Haddad é o nome favorito do PT para ser o candidato do partido ao governo de São Paulo. A pesquisa Datafolha mais recente, divulgada neste domingo (8), mostrou Haddad em segundo lugar com 31% das intenções de voto, enquanto Tarcísio de Freitas (Republicanos) apareceu com 44% das intenções de voto.
Apesar da tentativa de não deixar pendências, algumas pautas encabeçadas na gestão de Haddad devem ser tocadas por Dario Durigan. É o caso da implementação do modelo “twin peaks”, que altera a estrutura regulatória de autoridades monetárias, como o Banco Central, e reguladores do mercado de valores mobiliários, como a CVM (Comissão de Valores Mobiliários).
Outra agenda que deve ter continuidade ainda neste ano, ou em um eventual segundo mandato de Lula (PT) é a reforma da folha de pagamentos. Recentemente, Haddad se manifestou favorável à medida e afirmou que essa deve ser a próxima grande agenda do governo.
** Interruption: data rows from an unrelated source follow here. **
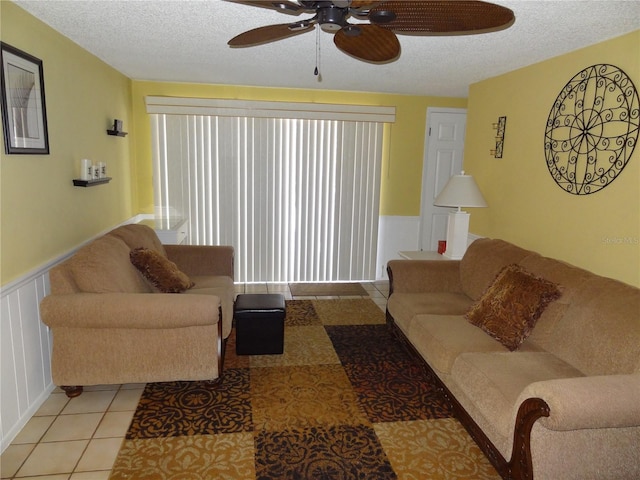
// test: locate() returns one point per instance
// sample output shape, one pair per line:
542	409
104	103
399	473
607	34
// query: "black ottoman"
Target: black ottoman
259	324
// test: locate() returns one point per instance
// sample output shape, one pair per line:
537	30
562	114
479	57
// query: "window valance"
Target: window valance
266	109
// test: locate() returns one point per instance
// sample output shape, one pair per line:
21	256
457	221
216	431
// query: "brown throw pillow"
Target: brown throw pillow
161	272
509	309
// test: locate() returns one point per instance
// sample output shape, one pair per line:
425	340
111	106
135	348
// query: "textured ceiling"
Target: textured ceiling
186	41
A Fazenda ainda conduz estudos sobre a implementação da tarifa zero no transporte público de todo o país. O ministro se comprometeu em entregar as conclusões ao Planalto, que deseja discutir o tema no Congresso ainda este ano. Entretanto, vale ressaltar que a Fazenda apenas irá subsidiar o governo com estudos de viabilidade, com o avanço dependendo da vontade política do governo.